[WIP][SPARK-54647][PYTHON] Support User-Defined Aggregate Functions (UDAF) by Yicong-Huang · Pull Request #53400 · apache/spark

Yicong-Huang · 2025-12-09T00:35:10Z

What changes were proposed in this pull request?

Add support for User-Defined Aggregate Functions (UDAF) in PySpark. Currently PySpark supports User-Defined Functions (UDF) and User-Defined Table Functions (UDTF), but lacks support for UDAF. Users need to write custom aggregation logic in Scala/Java or use less efficient workarounds.

This change adds UDAF support using a two-stage aggregation pattern with mapInArrow and applyInArrow. The basic idea is to implement aggregation (and partial aggregation) by:

df.selectExpr("rand() as key").mapInArrow(reduce).groupBy(key).applyInArrow(merge)

Where func1 calls Aggregator.reduce() for partial aggregation within each partition, and func2 calls Aggregator.merge() to combine partial results, then Aggregator.finish() for final results.

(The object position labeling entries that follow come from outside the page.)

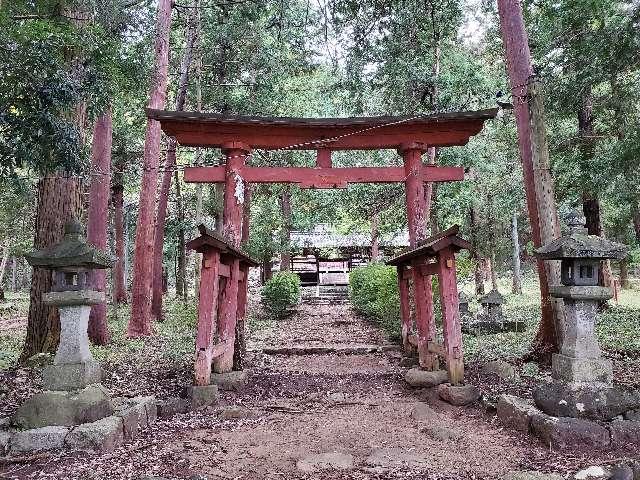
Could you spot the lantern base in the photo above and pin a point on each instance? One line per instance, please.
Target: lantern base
(581, 370)
(71, 376)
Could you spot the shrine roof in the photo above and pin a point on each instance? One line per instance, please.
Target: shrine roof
(322, 236)
(209, 238)
(200, 129)
(432, 245)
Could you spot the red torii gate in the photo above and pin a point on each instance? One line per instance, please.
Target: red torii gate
(237, 135)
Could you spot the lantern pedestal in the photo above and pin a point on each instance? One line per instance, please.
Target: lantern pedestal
(580, 358)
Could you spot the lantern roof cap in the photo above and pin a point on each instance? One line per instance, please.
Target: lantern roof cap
(579, 244)
(72, 251)
(494, 297)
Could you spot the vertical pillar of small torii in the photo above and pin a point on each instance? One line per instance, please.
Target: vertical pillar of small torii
(417, 221)
(233, 206)
(450, 315)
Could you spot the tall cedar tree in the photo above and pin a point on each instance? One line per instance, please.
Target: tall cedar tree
(141, 291)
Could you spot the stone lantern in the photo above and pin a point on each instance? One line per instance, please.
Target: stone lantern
(73, 393)
(582, 378)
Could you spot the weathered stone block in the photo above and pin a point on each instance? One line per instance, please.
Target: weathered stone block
(71, 376)
(64, 408)
(130, 416)
(416, 377)
(560, 399)
(516, 412)
(563, 432)
(231, 381)
(202, 395)
(103, 435)
(458, 394)
(501, 369)
(169, 407)
(149, 406)
(570, 369)
(38, 439)
(625, 433)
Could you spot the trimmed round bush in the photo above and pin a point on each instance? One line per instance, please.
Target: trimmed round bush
(374, 293)
(280, 293)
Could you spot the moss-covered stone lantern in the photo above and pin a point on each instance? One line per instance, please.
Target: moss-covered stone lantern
(71, 262)
(580, 256)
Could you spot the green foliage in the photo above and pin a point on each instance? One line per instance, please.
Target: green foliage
(280, 293)
(373, 290)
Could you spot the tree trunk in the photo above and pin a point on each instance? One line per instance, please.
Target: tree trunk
(169, 166)
(375, 241)
(142, 292)
(636, 222)
(285, 208)
(119, 269)
(14, 274)
(624, 274)
(98, 218)
(517, 277)
(181, 274)
(59, 201)
(267, 271)
(529, 113)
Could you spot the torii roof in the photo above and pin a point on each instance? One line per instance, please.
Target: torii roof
(199, 129)
(209, 238)
(432, 245)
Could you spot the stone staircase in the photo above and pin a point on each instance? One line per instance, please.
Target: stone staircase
(326, 295)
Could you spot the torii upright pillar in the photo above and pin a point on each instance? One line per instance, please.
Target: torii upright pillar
(417, 221)
(233, 206)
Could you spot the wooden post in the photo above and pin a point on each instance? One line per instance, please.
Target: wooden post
(416, 218)
(234, 198)
(234, 192)
(405, 310)
(450, 316)
(207, 308)
(227, 315)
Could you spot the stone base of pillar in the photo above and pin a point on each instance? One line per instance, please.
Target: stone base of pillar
(65, 408)
(71, 376)
(598, 371)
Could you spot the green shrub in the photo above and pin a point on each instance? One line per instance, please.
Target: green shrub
(374, 293)
(280, 293)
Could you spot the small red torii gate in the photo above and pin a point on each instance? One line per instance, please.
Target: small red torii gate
(238, 135)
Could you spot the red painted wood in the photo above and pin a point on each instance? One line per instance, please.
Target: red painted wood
(305, 137)
(141, 289)
(98, 219)
(227, 315)
(428, 173)
(425, 322)
(207, 308)
(234, 191)
(423, 296)
(323, 158)
(451, 316)
(405, 310)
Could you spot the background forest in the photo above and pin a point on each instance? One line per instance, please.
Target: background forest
(75, 79)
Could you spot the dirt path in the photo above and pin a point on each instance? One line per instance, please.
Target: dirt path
(296, 406)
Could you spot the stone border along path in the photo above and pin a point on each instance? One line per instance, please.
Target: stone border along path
(320, 416)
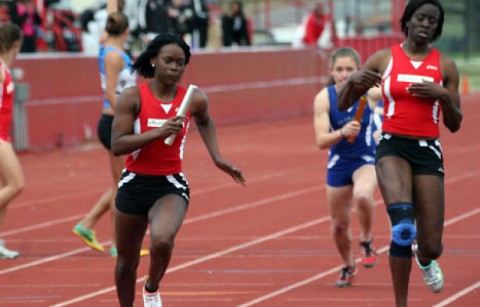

Aligned with Scala side, the implementation provides a Python Aggregator base class that users can subclass:

class Aggregator:
    def zero(self) -> Any:
        """Return zero value for aggregation buffer"""
        raise NotImplementedError
    
    def reduce(self, buffer: Any, value: Any) -> Any:
        """Combine input value into buffer"""
        raise NotImplementedError
    
    def merge(self, buffer1: Any, buffer2: Any) -> Any:
        """Merge two intermediate buffers"""
        raise NotImplementedError
    
    def finish(self, reduction: Any) -> Any:
        """Produce final result from buffer"""
        raise NotImplementedError

Users can create UDAF instances using the udaf() function and use them with DataFrame.agg():

sum_udaf = udaf(MySum(), "bigint")
df.agg(sum_udaf(df.value))
df.groupBy("group").agg(sum_udaf(df.value))

Key changes:

Added pyspark.sql.udaf module with Aggregator base class, UserDefinedAggregateFunction wrapper, and udaf() factory function
Integrated UDAF support in GroupedData.agg() by detecting UDAF columns via _udaf_func attribute

Why are the changes needed?

Currently PySpark lacks support for User-Defined Aggregate Functions (UDAF), which limits users' ability to express complex aggregation logic directly in Python. Users must either write custom aggregation logic in Scala/Java or use less efficient workarounds. This change adds UDAF support to complement existing UDF and UDTF support in PySpark, aligning with the Scala/Java Aggregator interface in org.apache.spark.sql.expressions.Aggregator.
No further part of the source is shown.